Bogoslovskya Temporal range: Devonian-?Permian

Scientific classification
- Kingdom: Animalia
- Phylum: Mollusca
- Class: Cephalopoda
- Subclass: Nautiloidea
- Order: Palliocerida
- Family: Bogoslovskyidae
- Genus: Bogoslovskya Zhuravleva, 1978
- Species: B. miharanoroensis; B. omiensis;

= Bogoslovskya =

Genus of molluscs

Bogoslovskya is an extinct orthoceroid cephalopod genus that lived in what is now Asia (Urals and Japan) from the Devonian to the Permian.

==Taxonomy==
Bogoslovskya was named by Zhuravleva (1978)
which at that time included 5 species from the Devonian of the Ural Mountains. Since then three more species have been described from the Carboniferous and Permian of Japan.

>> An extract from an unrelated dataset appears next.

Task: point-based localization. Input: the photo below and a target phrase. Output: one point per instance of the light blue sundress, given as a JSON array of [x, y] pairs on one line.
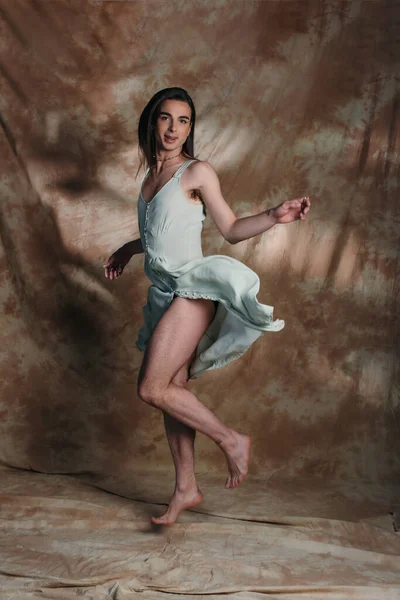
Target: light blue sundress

Bogoslovskya was originally assigned to the subfamily Michelinoceratinae within the Orthocerida, wherein it was listed by Sepkoski (2002) and reassigned to the Palliocerida by Zhuravleva (2005) and placed in the newly established Bogoslovskyidae.

==Morphology==

Bogoslovskya has an orthoconic shell with an empty eccentric siphuncle of which there are only very thin and narrow septal necks that are thickened at the edge but with no evidence of connecting rings. Species from the Devonian of the Urals have smooth shells; later forms from Japan possess transverse ornamentation in the form of lirae or thin riblets.